Ultimately related to speed, how can I determine the ideal size of an average planetary system (i.e. usually one star and planets in orbits), the number of planets and the time it could take on average to travel from a planet in the outer orbit to a planet closer to the sun, both in game time and real time? Ideally I would like the game to feel realistic and exciting to get across the planetary system, yet not feel too boring with longer periods of nothing happening. Currently I have set 1 (real) minute minute to be 1 (game) hour; what is a reasonably good conversion ratio?
I would like the trade to be challenging. However, if people can simply see the prevailing prices on each planet beforehand, there is not much challenge for finding the optimal trade. I can cut the communication but then how can I reason to a player that they can only see the prevailing prices of goods when they visit a planet, however, not when flying in space? Is there any other way to make trade more challenging and reason it to the player?
Notes: (1) Players control a ship or even a fleet of ships using mostly their mouse, something similar to that that (early demo of my game). (2) There will be asteroids to visit that can be mined etc. (3) I want to include around 200 AI players per planetary system, but can technically go up to as many as 2000.
Edit: To narrow the scope down, I though I will provide a little bit more info on the game so far--what it can do, what it can't and what I can implement.
A key element of the game is that it contains an entirely simulated real-time economy with prices that are determined by supply and demand through AI generated traders and human players. There is a plan to include a interplanetary stock market, derivatives, commodities and the possibility to mine asteroids and build factories on planets that transform commodities in more complex products.
In terms of propulsion technology, there will be two essential methods to get across.

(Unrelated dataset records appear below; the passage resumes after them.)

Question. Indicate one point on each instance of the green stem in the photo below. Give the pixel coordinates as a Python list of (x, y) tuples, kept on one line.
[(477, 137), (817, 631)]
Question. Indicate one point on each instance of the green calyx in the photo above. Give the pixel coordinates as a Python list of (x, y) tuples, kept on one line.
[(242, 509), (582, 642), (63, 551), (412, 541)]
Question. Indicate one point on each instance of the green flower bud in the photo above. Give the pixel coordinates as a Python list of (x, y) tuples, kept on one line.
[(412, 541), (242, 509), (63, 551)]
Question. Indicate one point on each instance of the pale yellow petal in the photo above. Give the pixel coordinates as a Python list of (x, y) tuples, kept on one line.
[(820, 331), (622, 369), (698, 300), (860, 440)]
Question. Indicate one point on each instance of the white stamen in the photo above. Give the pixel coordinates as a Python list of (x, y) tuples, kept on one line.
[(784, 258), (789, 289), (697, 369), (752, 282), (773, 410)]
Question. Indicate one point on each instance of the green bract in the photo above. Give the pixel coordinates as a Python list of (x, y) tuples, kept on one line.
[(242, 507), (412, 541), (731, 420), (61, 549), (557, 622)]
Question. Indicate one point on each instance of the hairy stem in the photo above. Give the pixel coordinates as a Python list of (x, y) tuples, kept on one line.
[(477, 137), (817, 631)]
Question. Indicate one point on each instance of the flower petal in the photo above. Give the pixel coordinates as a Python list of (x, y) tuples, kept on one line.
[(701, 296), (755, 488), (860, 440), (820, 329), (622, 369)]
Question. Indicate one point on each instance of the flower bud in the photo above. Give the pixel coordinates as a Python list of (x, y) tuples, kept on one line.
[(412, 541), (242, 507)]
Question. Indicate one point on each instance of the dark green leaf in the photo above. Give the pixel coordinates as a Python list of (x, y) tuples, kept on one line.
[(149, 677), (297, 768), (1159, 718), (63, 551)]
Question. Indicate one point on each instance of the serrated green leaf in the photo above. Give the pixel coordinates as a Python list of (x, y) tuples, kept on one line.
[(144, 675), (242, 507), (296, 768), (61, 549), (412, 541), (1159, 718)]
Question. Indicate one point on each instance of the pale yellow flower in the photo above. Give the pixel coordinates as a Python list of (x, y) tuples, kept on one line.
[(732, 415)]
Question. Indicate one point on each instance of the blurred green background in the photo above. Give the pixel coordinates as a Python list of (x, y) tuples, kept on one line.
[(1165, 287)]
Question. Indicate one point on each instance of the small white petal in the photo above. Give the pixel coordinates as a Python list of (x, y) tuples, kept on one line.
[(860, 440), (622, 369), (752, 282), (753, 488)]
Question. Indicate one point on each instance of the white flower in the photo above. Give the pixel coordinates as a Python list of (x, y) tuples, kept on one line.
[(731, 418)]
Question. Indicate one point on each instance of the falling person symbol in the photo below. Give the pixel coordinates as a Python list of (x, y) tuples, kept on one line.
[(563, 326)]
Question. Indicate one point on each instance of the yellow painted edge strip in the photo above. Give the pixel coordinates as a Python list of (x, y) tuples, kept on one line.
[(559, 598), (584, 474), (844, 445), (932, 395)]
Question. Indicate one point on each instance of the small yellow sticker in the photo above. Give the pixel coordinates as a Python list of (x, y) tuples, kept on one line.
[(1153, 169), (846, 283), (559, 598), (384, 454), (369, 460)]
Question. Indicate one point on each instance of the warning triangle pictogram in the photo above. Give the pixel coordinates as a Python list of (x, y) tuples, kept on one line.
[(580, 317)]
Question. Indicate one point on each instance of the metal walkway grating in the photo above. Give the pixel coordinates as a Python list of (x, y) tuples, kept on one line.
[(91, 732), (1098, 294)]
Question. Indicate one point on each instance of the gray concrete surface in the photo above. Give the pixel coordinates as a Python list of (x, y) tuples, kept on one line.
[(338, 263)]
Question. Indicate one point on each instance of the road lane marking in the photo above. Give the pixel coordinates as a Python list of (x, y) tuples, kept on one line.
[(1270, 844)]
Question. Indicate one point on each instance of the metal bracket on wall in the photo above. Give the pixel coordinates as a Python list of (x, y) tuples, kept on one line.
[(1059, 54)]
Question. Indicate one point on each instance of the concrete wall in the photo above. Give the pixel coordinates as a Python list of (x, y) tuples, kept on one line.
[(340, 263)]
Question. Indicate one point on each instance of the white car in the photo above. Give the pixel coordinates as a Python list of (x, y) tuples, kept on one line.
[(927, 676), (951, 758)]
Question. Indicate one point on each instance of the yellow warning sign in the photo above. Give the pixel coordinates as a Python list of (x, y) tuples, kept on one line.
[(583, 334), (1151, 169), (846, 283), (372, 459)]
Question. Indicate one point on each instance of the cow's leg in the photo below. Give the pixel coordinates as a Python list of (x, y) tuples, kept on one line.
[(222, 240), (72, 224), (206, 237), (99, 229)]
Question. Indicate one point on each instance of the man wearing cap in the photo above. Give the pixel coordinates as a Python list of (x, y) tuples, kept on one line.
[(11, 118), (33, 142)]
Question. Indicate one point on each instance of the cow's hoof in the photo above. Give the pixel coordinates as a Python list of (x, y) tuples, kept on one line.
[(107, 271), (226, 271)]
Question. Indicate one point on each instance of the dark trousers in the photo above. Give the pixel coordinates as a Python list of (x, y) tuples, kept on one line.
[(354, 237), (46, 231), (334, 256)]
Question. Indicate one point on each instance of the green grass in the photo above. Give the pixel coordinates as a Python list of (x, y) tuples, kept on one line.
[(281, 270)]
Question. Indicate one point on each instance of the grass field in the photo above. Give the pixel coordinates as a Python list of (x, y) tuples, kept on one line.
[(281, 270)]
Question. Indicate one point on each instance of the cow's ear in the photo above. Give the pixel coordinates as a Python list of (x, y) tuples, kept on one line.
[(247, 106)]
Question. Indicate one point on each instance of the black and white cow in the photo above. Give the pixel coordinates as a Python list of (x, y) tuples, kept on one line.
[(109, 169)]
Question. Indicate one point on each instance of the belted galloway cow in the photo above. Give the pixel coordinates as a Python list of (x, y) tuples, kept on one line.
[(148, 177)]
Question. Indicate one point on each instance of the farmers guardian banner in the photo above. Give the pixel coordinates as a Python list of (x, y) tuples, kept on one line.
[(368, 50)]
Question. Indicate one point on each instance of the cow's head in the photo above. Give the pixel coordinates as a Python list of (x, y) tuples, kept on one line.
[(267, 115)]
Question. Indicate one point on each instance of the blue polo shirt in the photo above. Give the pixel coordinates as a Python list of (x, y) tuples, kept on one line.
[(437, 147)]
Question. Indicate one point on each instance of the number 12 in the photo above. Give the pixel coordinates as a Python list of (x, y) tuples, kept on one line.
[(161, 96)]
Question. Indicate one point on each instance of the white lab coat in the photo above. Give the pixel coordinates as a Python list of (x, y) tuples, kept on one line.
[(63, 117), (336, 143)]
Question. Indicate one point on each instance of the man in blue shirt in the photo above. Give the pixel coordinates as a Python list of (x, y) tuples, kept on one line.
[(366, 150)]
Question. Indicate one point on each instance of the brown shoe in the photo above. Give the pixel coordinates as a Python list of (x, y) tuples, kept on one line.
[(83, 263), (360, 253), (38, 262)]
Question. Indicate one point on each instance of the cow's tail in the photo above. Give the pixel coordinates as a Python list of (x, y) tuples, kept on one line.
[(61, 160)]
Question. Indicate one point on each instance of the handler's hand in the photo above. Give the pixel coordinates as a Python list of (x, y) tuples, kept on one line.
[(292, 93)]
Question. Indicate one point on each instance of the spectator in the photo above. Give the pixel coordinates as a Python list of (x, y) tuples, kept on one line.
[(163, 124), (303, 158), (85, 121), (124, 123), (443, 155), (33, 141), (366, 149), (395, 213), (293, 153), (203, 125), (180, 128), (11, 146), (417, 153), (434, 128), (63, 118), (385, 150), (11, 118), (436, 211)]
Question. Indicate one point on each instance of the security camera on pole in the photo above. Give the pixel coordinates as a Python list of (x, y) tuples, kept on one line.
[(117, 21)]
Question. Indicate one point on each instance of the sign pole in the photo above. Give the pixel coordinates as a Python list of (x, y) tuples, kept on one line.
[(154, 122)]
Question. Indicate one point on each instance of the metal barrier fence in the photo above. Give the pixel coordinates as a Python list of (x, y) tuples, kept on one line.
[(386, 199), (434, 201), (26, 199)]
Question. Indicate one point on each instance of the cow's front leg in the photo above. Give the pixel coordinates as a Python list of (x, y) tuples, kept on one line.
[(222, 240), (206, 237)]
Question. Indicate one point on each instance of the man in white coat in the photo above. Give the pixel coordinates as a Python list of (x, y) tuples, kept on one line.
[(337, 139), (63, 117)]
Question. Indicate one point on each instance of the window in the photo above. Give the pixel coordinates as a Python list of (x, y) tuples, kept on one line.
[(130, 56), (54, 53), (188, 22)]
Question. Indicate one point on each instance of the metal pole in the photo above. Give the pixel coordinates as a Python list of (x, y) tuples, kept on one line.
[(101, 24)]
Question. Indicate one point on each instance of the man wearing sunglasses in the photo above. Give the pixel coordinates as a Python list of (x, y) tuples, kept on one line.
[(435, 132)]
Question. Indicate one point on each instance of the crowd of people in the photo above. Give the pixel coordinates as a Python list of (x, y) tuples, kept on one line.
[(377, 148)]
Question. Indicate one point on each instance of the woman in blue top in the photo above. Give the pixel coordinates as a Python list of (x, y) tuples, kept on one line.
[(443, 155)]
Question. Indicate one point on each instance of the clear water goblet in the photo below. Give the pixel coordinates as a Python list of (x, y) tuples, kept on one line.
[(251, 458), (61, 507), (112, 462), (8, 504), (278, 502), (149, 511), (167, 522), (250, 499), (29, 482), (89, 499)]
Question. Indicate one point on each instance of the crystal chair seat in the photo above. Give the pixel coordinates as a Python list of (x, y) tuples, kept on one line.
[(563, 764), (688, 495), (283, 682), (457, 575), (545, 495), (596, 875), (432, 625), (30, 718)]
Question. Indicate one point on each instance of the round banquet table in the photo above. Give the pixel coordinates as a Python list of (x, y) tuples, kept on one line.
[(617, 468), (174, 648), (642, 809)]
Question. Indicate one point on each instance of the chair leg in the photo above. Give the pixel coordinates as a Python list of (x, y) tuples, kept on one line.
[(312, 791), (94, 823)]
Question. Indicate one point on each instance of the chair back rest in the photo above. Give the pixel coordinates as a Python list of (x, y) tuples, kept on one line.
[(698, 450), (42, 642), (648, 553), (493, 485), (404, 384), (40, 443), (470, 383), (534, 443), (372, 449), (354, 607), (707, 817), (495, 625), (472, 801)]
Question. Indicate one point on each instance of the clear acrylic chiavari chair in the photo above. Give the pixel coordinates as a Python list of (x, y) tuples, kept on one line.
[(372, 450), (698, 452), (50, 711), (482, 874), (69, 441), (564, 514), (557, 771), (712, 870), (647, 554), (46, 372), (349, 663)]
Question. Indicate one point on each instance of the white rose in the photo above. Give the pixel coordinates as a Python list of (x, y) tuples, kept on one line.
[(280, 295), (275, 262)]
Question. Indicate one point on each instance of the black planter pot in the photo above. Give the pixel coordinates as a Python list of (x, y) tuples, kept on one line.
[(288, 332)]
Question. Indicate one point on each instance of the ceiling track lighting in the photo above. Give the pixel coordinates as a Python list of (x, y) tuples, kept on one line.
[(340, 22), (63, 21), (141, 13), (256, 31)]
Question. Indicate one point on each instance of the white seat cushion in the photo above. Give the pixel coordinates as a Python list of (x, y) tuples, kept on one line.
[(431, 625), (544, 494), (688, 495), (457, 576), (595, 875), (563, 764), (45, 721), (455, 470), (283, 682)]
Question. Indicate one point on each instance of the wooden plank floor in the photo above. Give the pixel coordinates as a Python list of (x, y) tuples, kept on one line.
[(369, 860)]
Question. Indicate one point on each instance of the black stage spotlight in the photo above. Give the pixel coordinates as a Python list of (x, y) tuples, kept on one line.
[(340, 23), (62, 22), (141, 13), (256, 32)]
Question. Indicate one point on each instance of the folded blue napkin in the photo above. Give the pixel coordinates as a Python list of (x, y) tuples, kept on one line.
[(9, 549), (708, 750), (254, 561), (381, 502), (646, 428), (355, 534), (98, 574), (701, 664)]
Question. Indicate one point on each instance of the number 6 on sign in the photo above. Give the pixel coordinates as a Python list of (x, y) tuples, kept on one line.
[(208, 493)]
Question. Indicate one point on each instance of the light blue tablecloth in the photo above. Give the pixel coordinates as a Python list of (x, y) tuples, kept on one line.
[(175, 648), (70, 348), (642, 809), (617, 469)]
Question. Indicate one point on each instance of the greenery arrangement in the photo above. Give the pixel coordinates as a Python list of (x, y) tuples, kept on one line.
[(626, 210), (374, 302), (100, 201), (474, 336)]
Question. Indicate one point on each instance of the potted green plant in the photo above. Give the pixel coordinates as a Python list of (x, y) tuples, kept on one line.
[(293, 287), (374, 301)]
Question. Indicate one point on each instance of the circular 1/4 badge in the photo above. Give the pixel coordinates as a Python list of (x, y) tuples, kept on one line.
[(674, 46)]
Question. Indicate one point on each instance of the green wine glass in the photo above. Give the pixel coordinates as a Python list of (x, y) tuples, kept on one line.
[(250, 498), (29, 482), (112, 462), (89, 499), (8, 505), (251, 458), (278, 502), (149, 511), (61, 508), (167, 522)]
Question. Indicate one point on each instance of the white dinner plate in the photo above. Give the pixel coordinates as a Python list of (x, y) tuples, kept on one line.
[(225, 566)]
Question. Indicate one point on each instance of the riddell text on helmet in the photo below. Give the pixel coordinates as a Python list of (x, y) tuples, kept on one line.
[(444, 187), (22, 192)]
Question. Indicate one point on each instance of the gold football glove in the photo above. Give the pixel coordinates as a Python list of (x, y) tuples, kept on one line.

The first is within a planetary system by means of normal propulsion such as nuclear fusion, solar sails, anti-matter, impulse etc. This will be used for interplanetary exploration, trade and sometimes fights. There will be RPG/Adventure elements such as exploring ancient civilizations, galactic phenomena, nebulas etc.
The other propulsion technology is enabling interstellar flight. The current working idea is that ships can enter a higher dimensional plane by creating a temporary rift in space. A ship then enters into a (nearly) higher spatial dimension where it is possible to travel light years in a relatively short time (e.g. days). As mentioned, this technology is independent from the first interplanetary propulsion and it only works when there are no major gravitational disturbances around the ship such as planets, asteroids or other ships. So you need to be flying a bit out of the planetary system to activate it and therefore it won't be possible to escape from a fight or as long there are objects around at a certain radius.
Other ship technologies include different type of energy generators, shields, weapons, probes, radars, scanners. The ship is capable to have a fight, but not just dumb-down clicking around and about. With the correct speed it should rather feel tactical despite being in real time. It may take a minute to take another ship down, and therefore fights are not be overly frequent but if one wishes to engage in more fight than rpg/trade, that's up to them. As there will be RPG elements, gaining experience will increase maneuverability, aim accuracy etc., to make fights even more interesting.
With regards to the story line. The current working version envisages that earth experienced an attack from an unknown force and while being transported out from the solar system with a small vessel (as slave/prisoner), there was an unknown energy burst on the vessel and you find yourself in a different star system with all but you dead. You manage to get out of your cell and learn to take control of the severely damaged ship and get to what looks like a space station. While this seems not to original, what people will realize during the game, that your ship not only had been transported hundreds of light years away, but also around 7 years back in time. So, in a time frame of seven years, you can explore the reasons behind this attack and prevent it from happening by means of either becoming very powerful individual (trade+diplomacy) or tactical combat (up to controlling a fleet to fight against the invading force).